More officers have been put on duty to protect the nest and to patrol the beach 24 hours a day, Chief Haritchai said.
“We believe that the leatherback turtle will come back to lay more eggs over the next 15 days. We ask people to stay away from the beach from 4:30pm to 8am in case she comes back again,” he added.
Chief Haritchai urged anyone who sees a turtle laying eggs on a beach in the area to report it by calling his office at 076-679134.
“Or call me at 081-6199962 so we can quickly go to protect the eggs and take care of them,” he said.
The nest has gained specific attention from wildlife officers in Bangkok, with Sophon Thongdee, Deputy Director-General of the Department of Marine and Coastal Resources, visiting the now-protected nest last Saturday (Nov 23).
“This is the second consecutive year that we have found a sea turtle laying eggs on a beach in Phang Nga after disappearing for a long time,” Mr Sophon said.
“This nest is believed to be the first eggs laid by this turtle this year, we believe there is a chance that the turtle will return to lay eggs two more times,” he said.
“Therefore we call on all parties to work together in case the turtle does return, including having regular patrols in areas where turtles are known to have laid their eggs.
“Most important is that the nest is not disturbed in the first six hours after the eggs have been laid.
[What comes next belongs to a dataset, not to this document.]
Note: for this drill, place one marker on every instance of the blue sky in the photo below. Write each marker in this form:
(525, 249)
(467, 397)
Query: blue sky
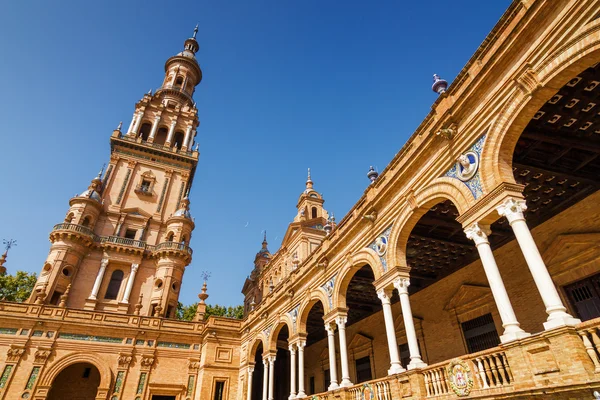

Officers may have to seal off the area to make sure the nest is not disturbed. After thatm they may have to move the eggs to make sure they are kept safe,” he added.
Meanwhile, further north near the coast off the Similan Islands in Kuraburi district, tourists caught a glimpse of some 40 spinner dolphins riding the waves.
Lertsak Ponklin, Manager of Wow Andaman tours, credited the return of the pod of dolphins to the improving environmental conditions in the area, and especially to the Mu Ko Similan National Park being closed for five months each year to allow the local marine eco-system to recover from the effects of tourism.
“We constantly reminds tour guides to tell tourists not to feed or touch dolphins and other sea creatures, to help ensure a healthy marine ecosystem, because everyone must contribute to protecting the natural environment,” he said.